VI. Matching Logic and Aggregation Power
The operational core of ACE is constrained optimization: select among substitutable capabilities while respecting cost, latency, reliability, entitlement, licensing, privacy posture, and task-specific confidence thresholds. The ingredients are already here: model routing in Cursor and LangChain; entitlement/metering separation in AWS Marketplace; programmable settlement trajectories in Stripe and x402. But the cake hasn’t been baked (yet).
Payment design shapes equilibrium because it changes how suppliers compete and how demand is expressed. Subscription pricing encourages bundling and lock-in; per-call pricing encourages fine-grained routing but invites micro-arbitrage; enterprise chargeback introduces internal politics and cost allocation constraints. Stripe’s API history illustrates how payment primitives evolve as complexity grows, and x402 illustrates the push toward request-level settlement as a standard.
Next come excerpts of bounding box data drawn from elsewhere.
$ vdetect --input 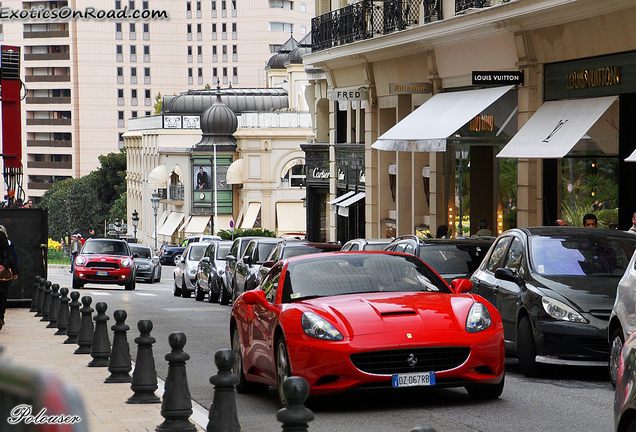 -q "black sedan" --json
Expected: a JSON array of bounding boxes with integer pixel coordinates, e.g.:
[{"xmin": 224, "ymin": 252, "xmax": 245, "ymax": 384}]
[
  {"xmin": 129, "ymin": 243, "xmax": 161, "ymax": 283},
  {"xmin": 471, "ymin": 227, "xmax": 636, "ymax": 376}
]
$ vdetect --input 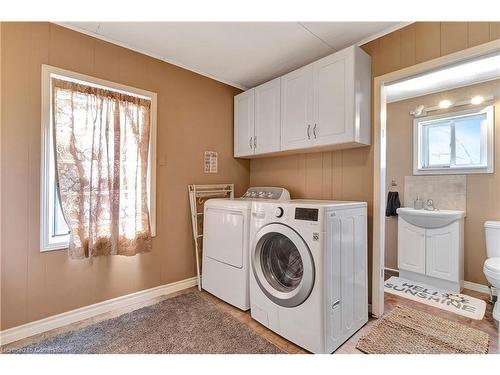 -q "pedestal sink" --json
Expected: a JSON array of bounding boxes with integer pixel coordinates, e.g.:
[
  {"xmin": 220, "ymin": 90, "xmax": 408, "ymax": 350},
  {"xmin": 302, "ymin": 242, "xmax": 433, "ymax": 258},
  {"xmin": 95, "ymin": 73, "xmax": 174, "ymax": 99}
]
[{"xmin": 396, "ymin": 207, "xmax": 465, "ymax": 228}]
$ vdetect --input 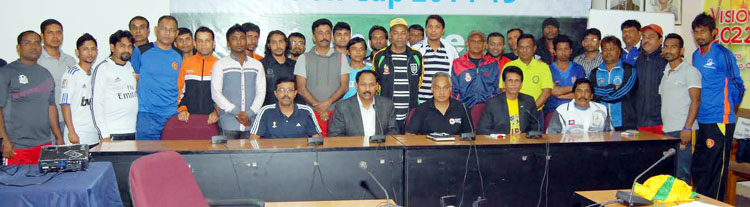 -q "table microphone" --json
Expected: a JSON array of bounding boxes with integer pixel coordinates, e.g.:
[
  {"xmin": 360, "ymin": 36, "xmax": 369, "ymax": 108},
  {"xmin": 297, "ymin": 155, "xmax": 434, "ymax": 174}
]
[
  {"xmin": 616, "ymin": 148, "xmax": 676, "ymax": 206},
  {"xmin": 359, "ymin": 161, "xmax": 400, "ymax": 207},
  {"xmin": 518, "ymin": 105, "xmax": 542, "ymax": 139}
]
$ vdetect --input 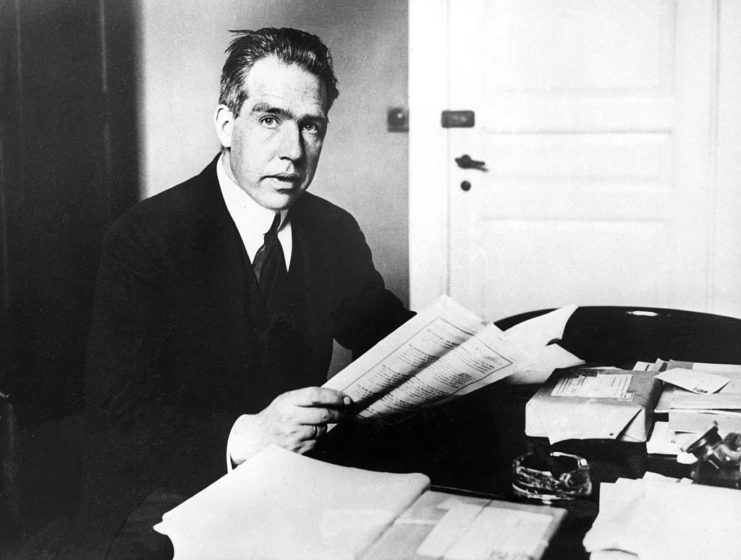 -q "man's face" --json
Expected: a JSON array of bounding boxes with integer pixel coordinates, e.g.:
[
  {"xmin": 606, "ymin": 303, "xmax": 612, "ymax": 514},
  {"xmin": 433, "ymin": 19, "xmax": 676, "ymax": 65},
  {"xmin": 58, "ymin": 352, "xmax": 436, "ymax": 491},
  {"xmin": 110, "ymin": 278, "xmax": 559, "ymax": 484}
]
[{"xmin": 216, "ymin": 57, "xmax": 327, "ymax": 210}]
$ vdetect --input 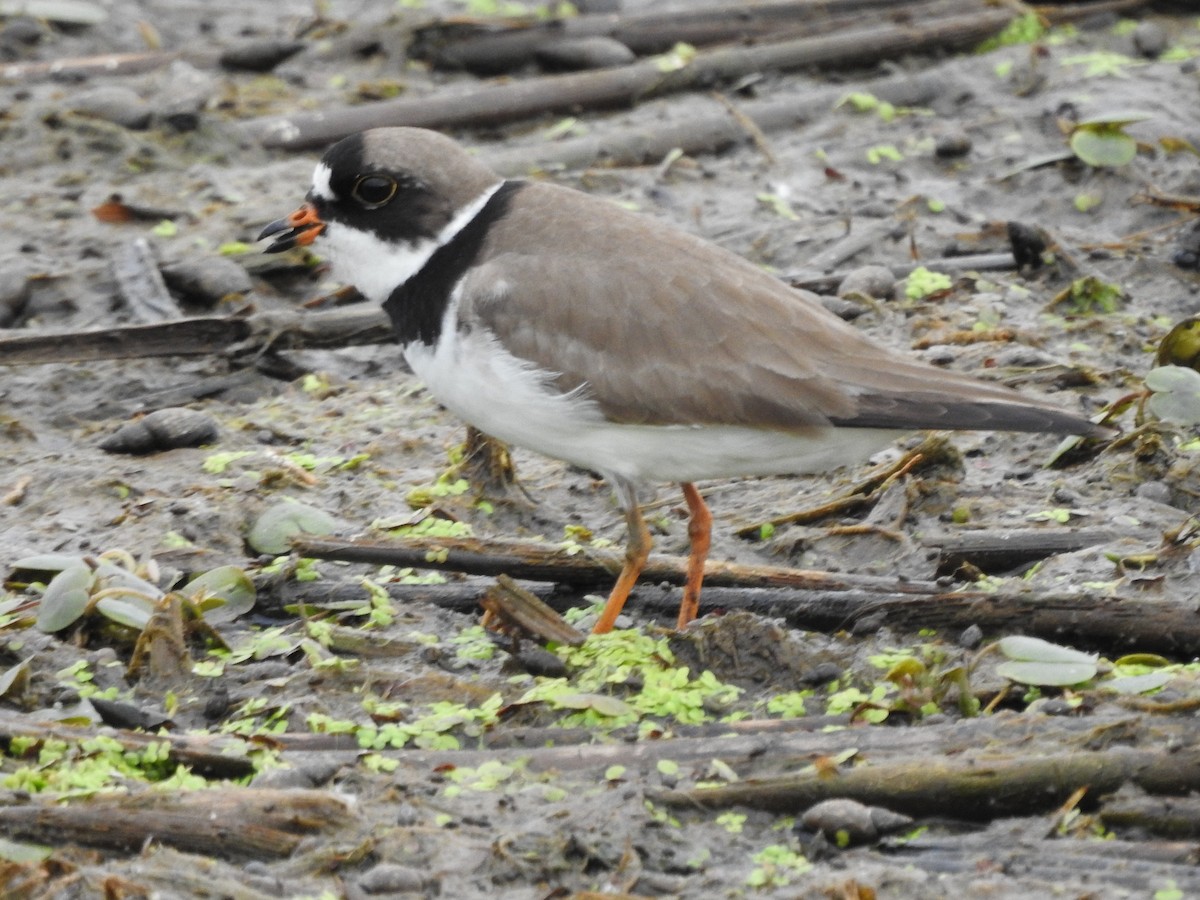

Aggregation power appears here since the entity that controls the demand surface can steer routing and therefore capture value. Ben Thompson’s “Aggregation Theory” provides a framework for why control over the user experience layer (or workflow entry point) can concentrate power over suppliers. Apple’s coupling of distribution and monetization in the App Store is the canonical case study for how a platform’s control plane becomes an economic choke point. AWS Marketplace is a less absolute example but still shows how a procurement channel tied to billing and deployment can become durable infrastructure.
There is genuine disagreement in the industry about where this matching layer will live. Some arguments assume model vendors will embed routing and tool ecosystems tightly and treat the exchange as an extension of model APIs; other arguments assume workflow platforms (IDEs, enterprise suites, vertical tools) will own demand and commoditize models and capabilities beneath. The structural evidence supports both possible futures because both classes of actors already sit at a demand surface: model providers at inference endpoints, workflow platforms at task initiation.
VII. Who Moderates Machine-to-Machine Commerce?
At scale, machine-to-machine procurement requires a clearing function: issuing entitlements, enforcing budgets, settling payments, logging provenance, and arbitrating disputes. AWS Marketplace’s entitlement and metering services are effectively a partial clearing function for SaaS sold through AWS. Apple’s App Store is a more complete clearing function because it couples distribution, review, identity, and settlement. Stripe is a clearing primitive in another direction: not a marketplace, but a settlement layer embedded across marketplaces and standalone merchants, which gives it leverage over how commerce happens in software. x402 is an attempt to move clearing even closer to HTTP itself, explicitly naming agent payments as a target use case.
The plausible moderators are the actors already positioned to enforce constraints: model vendors (because tool invocation can be mediated at inference), cloud platforms (because billing and identity already exist), payment networks (because settlement is their domain), enterprise workflow vendors (because compliance and procurement already run through them), or neutral protocol layers (because the internet periodically produces standards that de-privatize coordination). The historical evidence does not pick a winner, but it does narrow the question: the durable moderator is likely to be the layer that couples demand capture to settlement (and governance), because those couplings make the market legible enough to operate.